Suara Perempuan Bukan Aurat

Berikut pendapat ulama mengenai hukum mendengar suara perempuan, antara lain :
1.Umairah mengatakan
“Suara perempuan bukan aurat berdasarkan pendapat sahih, maka tidak haram mendengarnya dan tidak batal shalat dengan sebabnya seandainya dijihar ” 1

2.Berkata Zainuddin al-Malibary :
“Suara tidak termasuk aurat, karena itu tidak haram mendengarnya kecuali dikuatirkan fitnah atau berlezat-lezat dengannya sebagaimana yang telah dibahas oleh Zarkasyi”.2

Pendapat ini didasarkan kepada bahwa Al-Qur'an memperbolehkan laki-laki bertanya kepada isteri-isteri Nabi SAW dari balik tabir? Bukankah isteri-isteri Nabi itu mendapatkan tugas dan tanggung jawab yang lebih berat daripada istri-istri yang lain, sehingga ada beberapa perkara yang diharamkan kepada mereka yang tidak diharamkan kepada selain mereka? Allah berfirman:
وَإِذَا سَأَلْتُمُوهُنَّ مَتَاعًا فَاسْأَلُوهُنَّ مِنْ وَرَاءِ حِجَابٍ ذَلِكُمْ أَطْهَرُ لِقُلُوبِكُمْ وَقُلُوبِهِنَّ
Artinya : Apabila kamu meminta sesuatu (keperluan) kepada mereka (istri-istri Nabi), maka mintalah dari belakang tabir. Yang demikian itu lebih menyucikan hatimu dan hati mereka. (Q.S. al-Ahzab: 53)

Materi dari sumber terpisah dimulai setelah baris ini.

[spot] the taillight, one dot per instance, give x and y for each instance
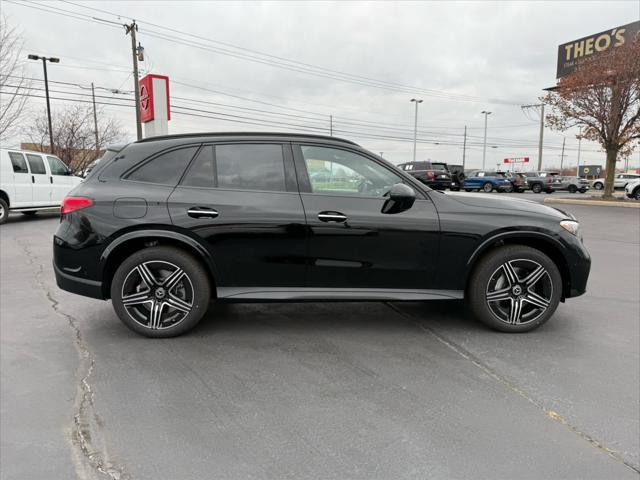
(71, 204)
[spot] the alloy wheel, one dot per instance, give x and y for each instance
(157, 294)
(519, 291)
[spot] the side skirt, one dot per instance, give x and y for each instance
(266, 294)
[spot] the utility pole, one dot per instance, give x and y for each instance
(46, 89)
(135, 51)
(541, 139)
(464, 148)
(95, 118)
(484, 148)
(415, 127)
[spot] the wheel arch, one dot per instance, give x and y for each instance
(5, 196)
(131, 242)
(538, 240)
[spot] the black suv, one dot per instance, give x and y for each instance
(163, 225)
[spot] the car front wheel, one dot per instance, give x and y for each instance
(160, 292)
(514, 288)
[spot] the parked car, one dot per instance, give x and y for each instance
(32, 181)
(518, 181)
(542, 181)
(572, 184)
(165, 224)
(487, 181)
(632, 189)
(620, 180)
(433, 176)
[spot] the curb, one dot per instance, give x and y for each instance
(598, 203)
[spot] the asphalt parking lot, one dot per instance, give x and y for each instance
(327, 391)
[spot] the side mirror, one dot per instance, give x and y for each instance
(401, 198)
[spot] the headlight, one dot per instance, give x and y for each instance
(571, 226)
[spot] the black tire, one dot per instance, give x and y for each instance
(4, 211)
(497, 313)
(191, 294)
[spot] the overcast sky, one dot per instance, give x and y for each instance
(464, 57)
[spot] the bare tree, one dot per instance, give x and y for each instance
(74, 135)
(602, 96)
(13, 83)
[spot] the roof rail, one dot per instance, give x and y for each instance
(245, 134)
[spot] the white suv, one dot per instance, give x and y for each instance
(32, 181)
(633, 189)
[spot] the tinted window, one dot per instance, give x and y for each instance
(336, 171)
(201, 172)
(250, 167)
(57, 167)
(18, 162)
(36, 164)
(166, 168)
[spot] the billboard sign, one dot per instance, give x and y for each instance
(517, 160)
(572, 54)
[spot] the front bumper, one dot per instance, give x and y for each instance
(79, 286)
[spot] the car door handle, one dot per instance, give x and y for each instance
(332, 217)
(202, 212)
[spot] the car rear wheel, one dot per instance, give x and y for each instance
(515, 288)
(160, 292)
(4, 211)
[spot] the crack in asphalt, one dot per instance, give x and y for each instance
(86, 422)
(552, 414)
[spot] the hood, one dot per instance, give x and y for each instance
(506, 203)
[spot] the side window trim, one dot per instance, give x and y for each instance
(304, 181)
(24, 160)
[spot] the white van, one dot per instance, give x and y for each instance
(32, 181)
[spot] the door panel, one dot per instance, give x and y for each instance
(371, 249)
(22, 181)
(241, 198)
(352, 244)
(40, 179)
(61, 179)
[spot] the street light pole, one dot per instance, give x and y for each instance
(415, 127)
(484, 148)
(46, 90)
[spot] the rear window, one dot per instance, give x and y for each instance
(18, 162)
(166, 168)
(36, 164)
(250, 167)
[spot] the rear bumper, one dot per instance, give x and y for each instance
(80, 286)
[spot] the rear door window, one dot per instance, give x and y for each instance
(36, 164)
(250, 167)
(166, 168)
(57, 167)
(18, 162)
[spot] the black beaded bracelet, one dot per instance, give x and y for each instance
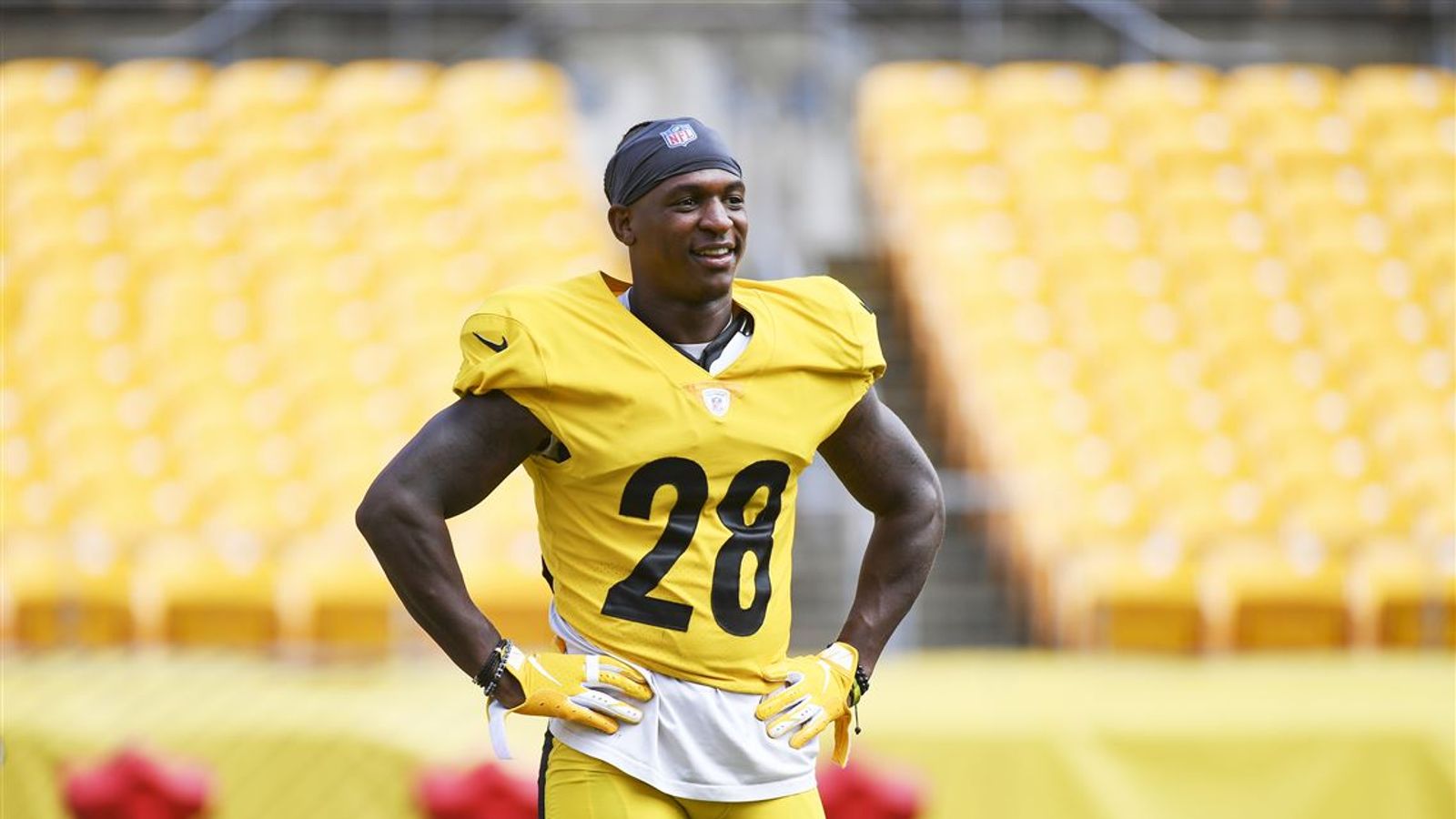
(490, 673)
(861, 685)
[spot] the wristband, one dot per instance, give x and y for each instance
(861, 683)
(490, 673)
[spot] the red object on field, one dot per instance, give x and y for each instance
(485, 792)
(130, 785)
(858, 793)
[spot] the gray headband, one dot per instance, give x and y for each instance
(655, 150)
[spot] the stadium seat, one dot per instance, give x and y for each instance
(1401, 601)
(1261, 599)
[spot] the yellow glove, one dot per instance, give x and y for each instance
(570, 687)
(814, 694)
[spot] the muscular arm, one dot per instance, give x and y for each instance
(885, 468)
(449, 467)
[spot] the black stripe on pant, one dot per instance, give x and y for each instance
(541, 778)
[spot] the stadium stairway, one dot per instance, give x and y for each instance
(963, 602)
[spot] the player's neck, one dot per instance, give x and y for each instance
(682, 322)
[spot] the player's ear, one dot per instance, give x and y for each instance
(621, 220)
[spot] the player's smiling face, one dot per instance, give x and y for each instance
(688, 234)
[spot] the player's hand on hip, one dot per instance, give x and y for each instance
(581, 688)
(814, 694)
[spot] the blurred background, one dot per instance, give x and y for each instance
(1165, 288)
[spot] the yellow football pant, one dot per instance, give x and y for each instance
(582, 787)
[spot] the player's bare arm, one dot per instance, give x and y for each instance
(449, 467)
(885, 468)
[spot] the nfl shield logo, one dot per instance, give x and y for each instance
(679, 135)
(717, 401)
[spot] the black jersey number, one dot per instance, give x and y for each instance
(630, 598)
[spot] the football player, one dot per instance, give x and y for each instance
(664, 424)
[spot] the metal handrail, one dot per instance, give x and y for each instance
(1155, 36)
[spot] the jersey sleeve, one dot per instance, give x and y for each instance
(865, 334)
(858, 336)
(499, 353)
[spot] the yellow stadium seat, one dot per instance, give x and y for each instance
(1387, 92)
(1401, 601)
(1130, 602)
(1263, 599)
(1198, 133)
(1135, 92)
(138, 86)
(1026, 86)
(55, 599)
(46, 85)
(334, 599)
(1072, 177)
(267, 87)
(1267, 92)
(196, 596)
(1193, 172)
(500, 91)
(370, 91)
(261, 140)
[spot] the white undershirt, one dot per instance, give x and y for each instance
(695, 351)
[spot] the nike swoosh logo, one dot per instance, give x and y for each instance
(500, 346)
(535, 663)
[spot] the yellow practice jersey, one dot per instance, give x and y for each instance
(667, 513)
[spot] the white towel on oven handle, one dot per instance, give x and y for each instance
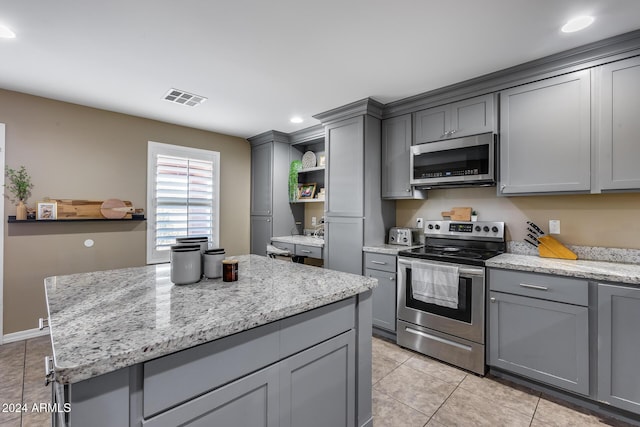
(435, 283)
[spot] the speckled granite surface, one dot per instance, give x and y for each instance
(591, 270)
(300, 240)
(103, 321)
(387, 249)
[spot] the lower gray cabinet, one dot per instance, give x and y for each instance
(317, 386)
(540, 339)
(249, 402)
(619, 346)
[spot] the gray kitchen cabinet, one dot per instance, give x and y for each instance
(396, 150)
(384, 299)
(463, 118)
(355, 214)
(317, 386)
(345, 170)
(545, 136)
(343, 238)
(538, 337)
(271, 212)
(619, 346)
(261, 233)
(618, 124)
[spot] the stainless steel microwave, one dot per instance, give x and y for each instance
(459, 162)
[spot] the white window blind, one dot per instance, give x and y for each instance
(182, 197)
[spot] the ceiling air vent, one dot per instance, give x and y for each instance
(185, 98)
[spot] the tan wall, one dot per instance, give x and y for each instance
(78, 152)
(609, 220)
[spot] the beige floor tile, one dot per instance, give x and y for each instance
(441, 371)
(552, 414)
(388, 412)
(381, 367)
(498, 391)
(10, 420)
(465, 408)
(418, 390)
(390, 350)
(36, 419)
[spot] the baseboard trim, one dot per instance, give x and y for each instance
(24, 335)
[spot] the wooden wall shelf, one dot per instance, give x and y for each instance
(12, 220)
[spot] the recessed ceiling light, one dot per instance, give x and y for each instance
(577, 24)
(6, 33)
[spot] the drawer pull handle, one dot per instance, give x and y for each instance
(540, 288)
(43, 323)
(48, 370)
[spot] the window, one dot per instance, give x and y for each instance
(183, 188)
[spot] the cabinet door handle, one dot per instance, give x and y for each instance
(540, 288)
(43, 323)
(48, 370)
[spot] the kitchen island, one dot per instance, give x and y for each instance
(287, 344)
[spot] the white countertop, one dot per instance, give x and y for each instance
(300, 240)
(107, 320)
(592, 270)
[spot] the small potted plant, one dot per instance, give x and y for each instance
(20, 186)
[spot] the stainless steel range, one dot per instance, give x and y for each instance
(441, 291)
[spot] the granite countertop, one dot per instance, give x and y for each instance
(300, 240)
(586, 269)
(103, 321)
(387, 249)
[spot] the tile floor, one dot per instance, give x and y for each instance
(409, 390)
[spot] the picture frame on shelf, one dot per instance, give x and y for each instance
(47, 211)
(306, 191)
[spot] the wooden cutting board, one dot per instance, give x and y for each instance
(83, 209)
(458, 214)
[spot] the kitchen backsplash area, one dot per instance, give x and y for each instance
(603, 220)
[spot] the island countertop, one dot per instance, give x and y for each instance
(103, 321)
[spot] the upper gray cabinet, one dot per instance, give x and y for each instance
(468, 117)
(396, 147)
(261, 179)
(545, 136)
(619, 127)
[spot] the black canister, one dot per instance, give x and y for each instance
(230, 270)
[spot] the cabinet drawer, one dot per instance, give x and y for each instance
(310, 251)
(285, 246)
(552, 288)
(380, 262)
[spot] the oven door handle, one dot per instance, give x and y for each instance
(463, 271)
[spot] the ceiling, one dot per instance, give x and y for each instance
(259, 62)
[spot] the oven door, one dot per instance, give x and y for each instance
(462, 161)
(466, 321)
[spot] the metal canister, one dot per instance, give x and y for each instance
(230, 270)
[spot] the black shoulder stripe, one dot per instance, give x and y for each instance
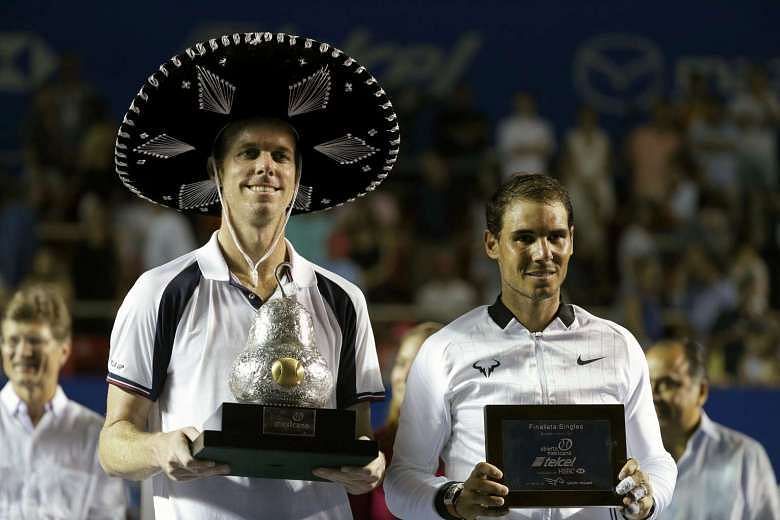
(174, 299)
(344, 310)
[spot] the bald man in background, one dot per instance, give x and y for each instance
(721, 474)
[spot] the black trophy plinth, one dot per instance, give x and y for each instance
(283, 442)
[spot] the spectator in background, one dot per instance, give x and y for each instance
(682, 200)
(586, 174)
(525, 141)
(693, 99)
(636, 241)
(444, 295)
(48, 269)
(745, 339)
(650, 148)
(168, 236)
(96, 161)
(721, 473)
(710, 292)
(713, 139)
(93, 269)
(433, 201)
(756, 111)
(18, 234)
(377, 245)
(49, 464)
(643, 307)
(62, 112)
(371, 506)
(460, 132)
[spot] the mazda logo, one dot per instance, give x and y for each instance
(615, 73)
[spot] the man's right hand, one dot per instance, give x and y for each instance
(479, 493)
(174, 457)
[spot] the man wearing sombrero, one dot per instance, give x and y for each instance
(255, 127)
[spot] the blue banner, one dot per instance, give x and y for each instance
(614, 55)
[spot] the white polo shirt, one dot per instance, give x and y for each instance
(451, 381)
(51, 470)
(723, 475)
(174, 341)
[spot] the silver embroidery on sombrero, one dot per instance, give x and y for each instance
(303, 199)
(164, 147)
(347, 149)
(309, 94)
(198, 194)
(214, 93)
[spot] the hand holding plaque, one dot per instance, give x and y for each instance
(280, 428)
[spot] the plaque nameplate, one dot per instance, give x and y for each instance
(557, 455)
(289, 421)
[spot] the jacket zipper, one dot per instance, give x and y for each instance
(540, 363)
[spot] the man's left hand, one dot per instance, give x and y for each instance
(635, 485)
(356, 480)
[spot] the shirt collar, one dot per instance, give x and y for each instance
(214, 267)
(502, 315)
(14, 404)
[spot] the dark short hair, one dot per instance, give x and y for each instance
(694, 353)
(229, 132)
(41, 303)
(532, 187)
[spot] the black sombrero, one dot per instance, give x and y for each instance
(347, 128)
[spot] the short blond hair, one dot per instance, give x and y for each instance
(41, 303)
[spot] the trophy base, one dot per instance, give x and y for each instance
(254, 446)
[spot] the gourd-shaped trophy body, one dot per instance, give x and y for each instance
(281, 365)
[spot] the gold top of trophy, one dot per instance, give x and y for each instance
(287, 372)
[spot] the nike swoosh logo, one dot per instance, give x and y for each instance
(580, 361)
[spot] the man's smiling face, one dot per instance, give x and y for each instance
(533, 249)
(258, 171)
(31, 355)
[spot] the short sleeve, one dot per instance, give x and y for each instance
(358, 378)
(131, 358)
(145, 328)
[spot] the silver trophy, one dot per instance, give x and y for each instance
(280, 427)
(281, 365)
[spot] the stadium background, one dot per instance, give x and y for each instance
(697, 254)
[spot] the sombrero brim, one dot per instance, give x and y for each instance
(348, 131)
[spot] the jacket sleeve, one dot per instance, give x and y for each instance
(643, 434)
(423, 431)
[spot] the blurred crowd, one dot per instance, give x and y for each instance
(677, 220)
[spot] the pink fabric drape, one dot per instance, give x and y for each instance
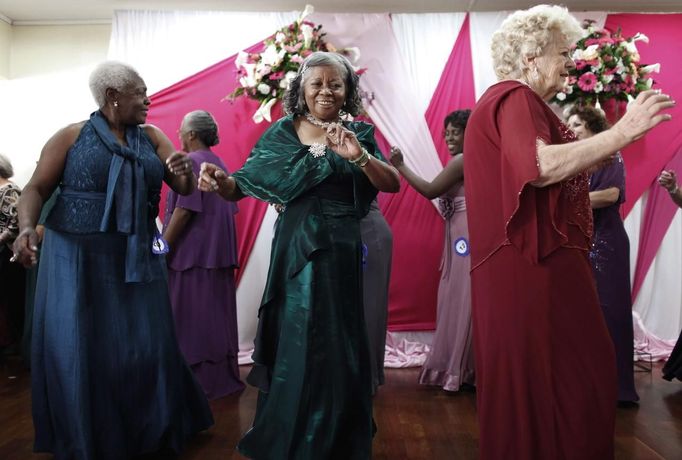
(645, 159)
(455, 89)
(238, 133)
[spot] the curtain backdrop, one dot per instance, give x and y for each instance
(399, 75)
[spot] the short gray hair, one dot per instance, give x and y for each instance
(6, 170)
(111, 74)
(527, 33)
(204, 126)
(294, 97)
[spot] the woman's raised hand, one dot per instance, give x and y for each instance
(25, 247)
(668, 180)
(643, 114)
(396, 159)
(211, 178)
(343, 142)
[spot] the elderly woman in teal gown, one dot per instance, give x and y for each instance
(311, 360)
(108, 379)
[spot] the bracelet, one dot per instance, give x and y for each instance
(362, 160)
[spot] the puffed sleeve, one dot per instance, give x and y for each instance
(535, 220)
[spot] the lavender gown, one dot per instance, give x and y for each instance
(376, 275)
(202, 286)
(610, 258)
(451, 360)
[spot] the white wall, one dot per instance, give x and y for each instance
(48, 86)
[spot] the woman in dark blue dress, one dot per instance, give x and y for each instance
(108, 378)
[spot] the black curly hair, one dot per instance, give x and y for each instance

Permintaan atau pertanyaan (dari para sahabat) itu sudah tentu memerlukan jawaban dari Ummahatul Mukminin (ibunya kaum mukmin: istri-istri Nabi). Mereka juga biasa memberi fatwa kepada orang yang meminta fatwa kepada mereka dan meriwayatkan hadits-hadits bagi orang yang ingin mengambil hadits dari mereka, baik perempuan maupun laki-laki.
Kita juga mengetahui seorang wanita muda, putri Nabi Syu'aib yang berbicara dengan Musa, sebagai dikisahkan dalam Al-Qur'an:

فَجَاءَتْهُ إِحْدَاهُمَا تَمْشِي عَلَى اسْتِحْيَاءٍ قَالَتْ إِنَّ أَبِي يَدْعُوكَ لِيَجْزِيَكَ أَجْرَ مَا سَقَيْتَ لَنَا فَلَمَّا جَاءَهُ وَقَصَّ عَلَيْهِ الْقَصَصَ قَالَ لَا تَخَفْ نَجَوْتَ مِنَ الْقَوْمِ الظَّالِمِينَ
Artinya : Kemudian datanglah kepada Musa salah seorang dari kedua wanita itu berjalan kemalu-maluan, ia berkata: "Sesungguhnya bapakku memanggil kamu agar ia memberikan balasan terhadap (kebaikan)mu memberi minum (ternak) kami". Maka tatkala Musa mendatangi bapaknya (Syu'aib) dan menceritakan kepadanya cerita (mengenai dirinya), Syu'aib berkata: "Janganlah kamu takut. kamu telah selamat dari orang-orang yang zalim itu". (Q.S. al-Qashash: 25)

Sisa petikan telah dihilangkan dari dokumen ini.